Cuba, Films: Barrio Cuba and Viva Cuba

The idea behind adding cinema to the project was to broaden the access to culture through exposure to multiple forms of its expression. When I made that decision, which then became a commitment by being enshrined in my sabbatical contract, I had no idea how difficult it would be to realize in practice.

Foreign films may seem like they are readily available - until you go looking for a specific film. Then, it is much harder to find exactly the one you are looking for. You are reduced to the small subset of films “someone” has decided the world should see. They are not always the films I wanted to see. That was the case with Cuba. You go to Google and there are lots of choices. But you can't find them and you are reduced to what Netflix offers. With Cuba, that is not much.

I watched Barrio Cuba and Viva Cuba. My guess is you have to put Cuba into the title to help with the marketing. Either of the films could have had different titles. Nonetheless both had some interesting things to say about life in Cuba.
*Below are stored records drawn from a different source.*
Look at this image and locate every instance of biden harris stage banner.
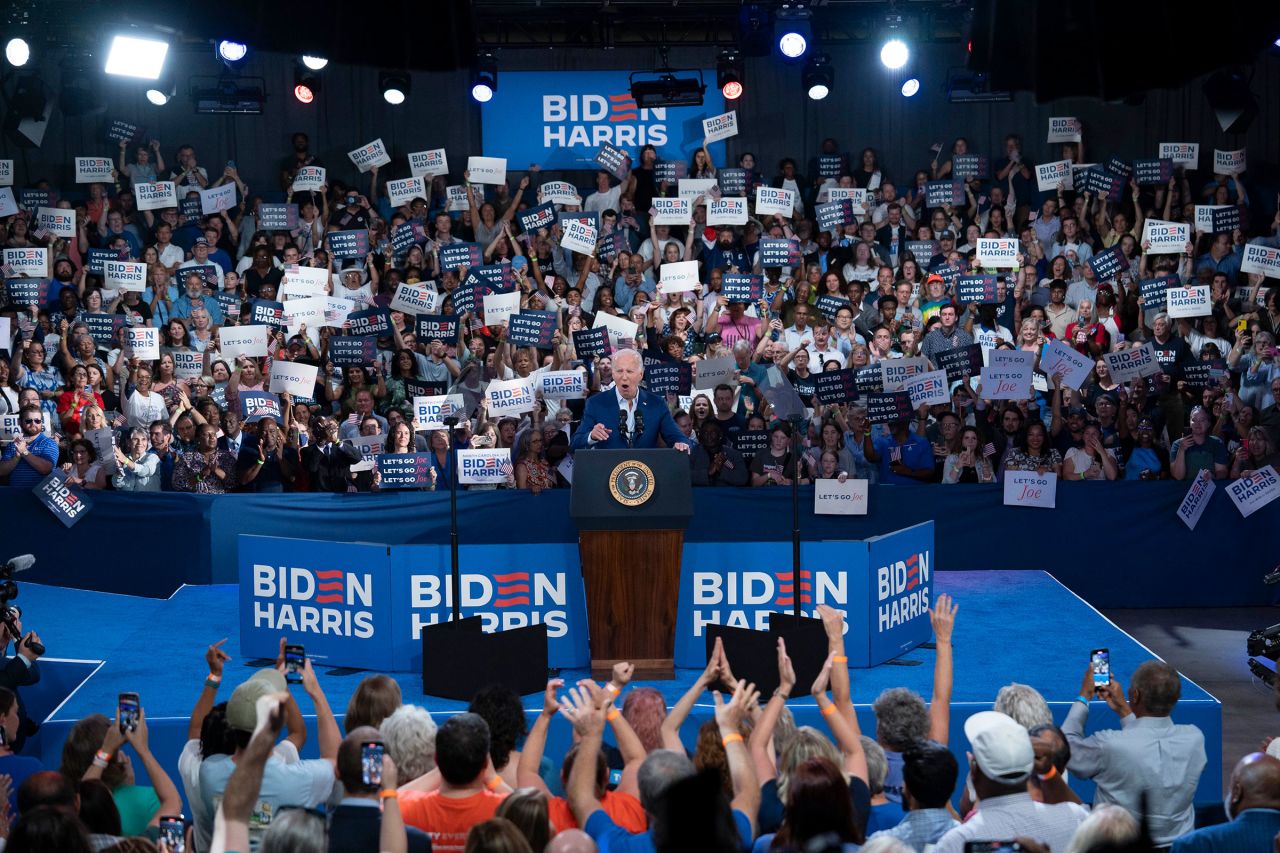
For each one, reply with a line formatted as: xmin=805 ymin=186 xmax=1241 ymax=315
xmin=480 ymin=69 xmax=724 ymax=169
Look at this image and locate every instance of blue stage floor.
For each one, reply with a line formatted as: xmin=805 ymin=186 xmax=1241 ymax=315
xmin=20 ymin=571 xmax=1221 ymax=804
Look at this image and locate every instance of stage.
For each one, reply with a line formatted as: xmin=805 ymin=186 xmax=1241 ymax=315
xmin=18 ymin=570 xmax=1222 ymax=804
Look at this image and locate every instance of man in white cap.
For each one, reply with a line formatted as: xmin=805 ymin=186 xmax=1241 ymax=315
xmin=934 ymin=711 xmax=1089 ymax=853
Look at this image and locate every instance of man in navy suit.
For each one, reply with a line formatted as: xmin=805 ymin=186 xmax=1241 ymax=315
xmin=573 ymin=350 xmax=689 ymax=453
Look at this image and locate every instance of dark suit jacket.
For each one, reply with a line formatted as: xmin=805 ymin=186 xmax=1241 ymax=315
xmin=329 ymin=806 xmax=431 ymax=853
xmin=573 ymin=388 xmax=692 ymax=450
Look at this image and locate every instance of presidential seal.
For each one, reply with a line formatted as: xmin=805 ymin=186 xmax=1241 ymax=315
xmin=609 ymin=461 xmax=653 ymax=506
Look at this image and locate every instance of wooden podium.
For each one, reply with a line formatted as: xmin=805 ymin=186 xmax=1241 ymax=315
xmin=570 ymin=450 xmax=692 ymax=679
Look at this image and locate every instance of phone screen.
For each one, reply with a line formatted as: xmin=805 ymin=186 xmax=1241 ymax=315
xmin=360 ymin=740 xmax=383 ymax=785
xmin=284 ymin=646 xmax=307 ymax=684
xmin=1089 ymin=648 xmax=1111 ymax=689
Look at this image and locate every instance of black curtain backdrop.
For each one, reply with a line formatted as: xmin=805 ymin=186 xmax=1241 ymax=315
xmin=0 ymin=43 xmax=1280 ymax=199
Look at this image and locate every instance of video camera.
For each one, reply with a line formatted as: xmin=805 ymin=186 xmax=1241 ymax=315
xmin=0 ymin=553 xmax=45 ymax=656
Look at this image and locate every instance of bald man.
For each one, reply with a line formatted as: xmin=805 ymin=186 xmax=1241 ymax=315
xmin=1174 ymin=752 xmax=1280 ymax=853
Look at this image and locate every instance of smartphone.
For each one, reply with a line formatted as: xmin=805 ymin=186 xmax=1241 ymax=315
xmin=360 ymin=740 xmax=383 ymax=785
xmin=284 ymin=646 xmax=307 ymax=684
xmin=116 ymin=693 xmax=142 ymax=731
xmin=1089 ymin=648 xmax=1111 ymax=692
xmin=159 ymin=815 xmax=187 ymax=853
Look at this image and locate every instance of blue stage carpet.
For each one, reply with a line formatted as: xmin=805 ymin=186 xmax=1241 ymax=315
xmin=20 ymin=571 xmax=1221 ymax=804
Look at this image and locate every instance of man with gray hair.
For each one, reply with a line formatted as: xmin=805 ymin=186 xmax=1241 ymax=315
xmin=1062 ymin=661 xmax=1206 ymax=847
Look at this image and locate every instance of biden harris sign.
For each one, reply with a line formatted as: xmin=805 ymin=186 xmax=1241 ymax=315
xmin=481 ymin=70 xmax=724 ymax=169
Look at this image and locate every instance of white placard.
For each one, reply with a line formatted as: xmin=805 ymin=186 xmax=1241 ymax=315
xmin=1213 ymin=149 xmax=1248 ymax=174
xmin=200 ymin=183 xmax=236 ymax=214
xmin=703 ymin=110 xmax=737 ymax=142
xmin=292 ymin=167 xmax=329 ymax=192
xmin=1178 ymin=469 xmax=1217 ymax=530
xmin=387 ymin=178 xmax=426 ymax=207
xmin=347 ymin=138 xmax=392 ymax=172
xmin=1005 ymin=470 xmax=1057 ymax=510
xmin=755 ymin=187 xmax=796 ymax=216
xmin=658 ymin=261 xmax=699 ymax=295
xmin=1044 ymin=115 xmax=1080 ymax=142
xmin=892 ymin=359 xmax=951 ymax=409
xmin=1036 ymin=160 xmax=1073 ymax=192
xmin=36 ymin=207 xmax=76 ymax=240
xmin=269 ymin=359 xmax=319 ymax=397
xmin=1142 ymin=219 xmax=1192 ymax=255
xmin=813 ymin=479 xmax=868 ymax=515
xmin=1102 ymin=343 xmax=1161 ymax=383
xmin=408 ymin=149 xmax=449 ymax=178
xmin=977 ymin=237 xmax=1018 ymax=269
xmin=561 ymin=219 xmax=596 ymax=255
xmin=1165 ymin=284 xmax=1213 ymax=319
xmin=467 ymin=156 xmax=507 ymax=186
xmin=653 ymin=197 xmax=692 ymax=225
xmin=389 ymin=282 xmax=442 ymax=314
xmin=76 ymin=158 xmax=115 ymax=183
xmin=707 ymin=196 xmax=746 ymax=225
xmin=413 ymin=394 xmax=466 ymax=432
xmin=1033 ymin=341 xmax=1093 ymax=388
xmin=458 ymin=447 xmax=512 ymax=485
xmin=1226 ymin=465 xmax=1280 ymax=519
xmin=102 ymin=260 xmax=147 ymax=293
xmin=485 ymin=377 xmax=535 ymax=418
xmin=218 ymin=325 xmax=268 ymax=362
xmin=124 ymin=325 xmax=160 ymax=361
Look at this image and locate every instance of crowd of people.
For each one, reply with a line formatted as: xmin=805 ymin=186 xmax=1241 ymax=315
xmin=0 ymin=122 xmax=1280 ymax=494
xmin=0 ymin=594 xmax=1280 ymax=853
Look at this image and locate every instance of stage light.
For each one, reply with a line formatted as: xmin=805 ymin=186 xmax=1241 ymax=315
xmin=800 ymin=54 xmax=836 ymax=101
xmin=881 ymin=38 xmax=911 ymax=70
xmin=378 ymin=72 xmax=410 ymax=106
xmin=4 ymin=38 xmax=31 ymax=68
xmin=104 ymin=36 xmax=169 ymax=79
xmin=218 ymin=38 xmax=248 ymax=64
xmin=471 ymin=53 xmax=498 ymax=104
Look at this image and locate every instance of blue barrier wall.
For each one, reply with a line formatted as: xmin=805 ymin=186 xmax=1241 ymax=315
xmin=0 ymin=482 xmax=1280 ymax=607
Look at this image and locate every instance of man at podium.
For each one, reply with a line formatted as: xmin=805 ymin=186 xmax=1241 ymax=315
xmin=573 ymin=350 xmax=689 ymax=453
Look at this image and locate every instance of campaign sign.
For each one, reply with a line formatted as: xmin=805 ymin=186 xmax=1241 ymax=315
xmin=755 ymin=187 xmax=796 ymax=216
xmin=325 ymin=228 xmax=371 ymax=257
xmin=1133 ymin=158 xmax=1174 ymax=187
xmin=865 ymin=389 xmax=913 ymax=424
xmin=408 ymin=149 xmax=449 ymax=178
xmin=573 ymin=327 xmax=613 ymax=359
xmin=593 ymin=142 xmax=631 ymax=181
xmin=257 ymin=202 xmax=298 ymax=231
xmin=292 ymin=167 xmax=329 ymax=192
xmin=1102 ymin=343 xmax=1161 ymax=383
xmin=440 ymin=243 xmax=484 ymax=273
xmin=347 ymin=309 xmax=392 ymax=337
xmin=1165 ymin=284 xmax=1213 ymax=319
xmin=977 ymin=237 xmax=1018 ymax=269
xmin=956 ymin=275 xmax=998 ymax=305
xmin=32 ymin=467 xmax=93 ymax=528
xmin=1036 ymin=160 xmax=1073 ymax=192
xmin=374 ymin=453 xmax=435 ymax=491
xmin=1178 ymin=469 xmax=1217 ymax=530
xmin=1226 ymin=465 xmax=1280 ymax=519
xmin=1142 ymin=219 xmax=1192 ymax=255
xmin=756 ymin=237 xmax=800 ymax=266
xmin=1240 ymin=243 xmax=1280 ymax=278
xmin=1005 ymin=471 xmax=1057 ymax=510
xmin=507 ymin=310 xmax=557 ymax=347
xmin=347 ymin=138 xmax=392 ymax=172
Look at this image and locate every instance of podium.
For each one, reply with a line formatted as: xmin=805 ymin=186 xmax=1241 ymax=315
xmin=570 ymin=450 xmax=694 ymax=679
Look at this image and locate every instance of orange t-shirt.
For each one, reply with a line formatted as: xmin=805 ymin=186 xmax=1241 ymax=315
xmin=547 ymin=790 xmax=649 ymax=833
xmin=399 ymin=790 xmax=506 ymax=853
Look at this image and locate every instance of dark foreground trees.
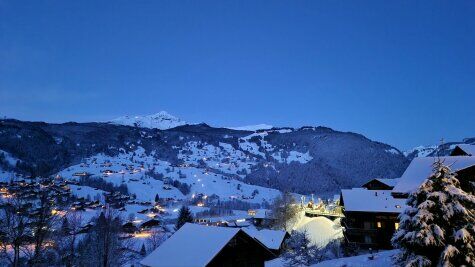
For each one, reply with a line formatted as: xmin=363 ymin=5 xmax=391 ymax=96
xmin=175 ymin=206 xmax=193 ymax=231
xmin=78 ymin=208 xmax=136 ymax=267
xmin=271 ymin=192 xmax=300 ymax=232
xmin=392 ymin=161 xmax=475 ymax=266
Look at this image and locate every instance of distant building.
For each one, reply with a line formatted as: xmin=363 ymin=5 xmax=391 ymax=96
xmin=340 ymin=188 xmax=406 ymax=249
xmin=140 ymin=223 xmax=275 ymax=267
xmin=340 ymin=154 xmax=475 ymax=249
xmin=361 ymin=178 xmax=399 ymax=190
xmin=247 ymin=209 xmax=275 ymax=227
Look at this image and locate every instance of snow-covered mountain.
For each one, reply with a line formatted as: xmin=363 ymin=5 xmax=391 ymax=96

Viva Cuba was more light-hearted. It was the story of a girl who's divorced mother was preparing to leave Cuba and take her daughter, Malu, with her. Malu is desperate to stay in Cuba and so she runs away with the help of her chum, Jorgito. They set off in search of her long-lost father, hoping he can prevent her departure.

Viva Cuba dealt honestly with issues of race and class separating Cubans. It did not sugarcoat the economic deprivation Cubans experience which makes them think of leaving. In general it was upbeat and had a ‘happy-ending’ facilitated by a character that seemed (to me) a lot like Ché (complete with motorcycle).


Except for the happy-ending Barrio Cuba was relentlessly downbeat.  It is the story of three families struggling to make it in Havana. And it is a struggle. Meager food supplies, substandard housing, alcoholism and hustling all feature prominently in a story where things just slide from difficult to worse. It is not the kind of film you would expect from a Leninist society’s film program. The panacea of exile features prominently and is presented as just that, a panacea.

Both films provide a sense of how Cubans see their lives - one that seemed a reasonable conclusion given what I saw while there. The only surprise to me was that distribution of this vision receives the tacit approval of the regime. Mild, indirect criticism as a relief valve?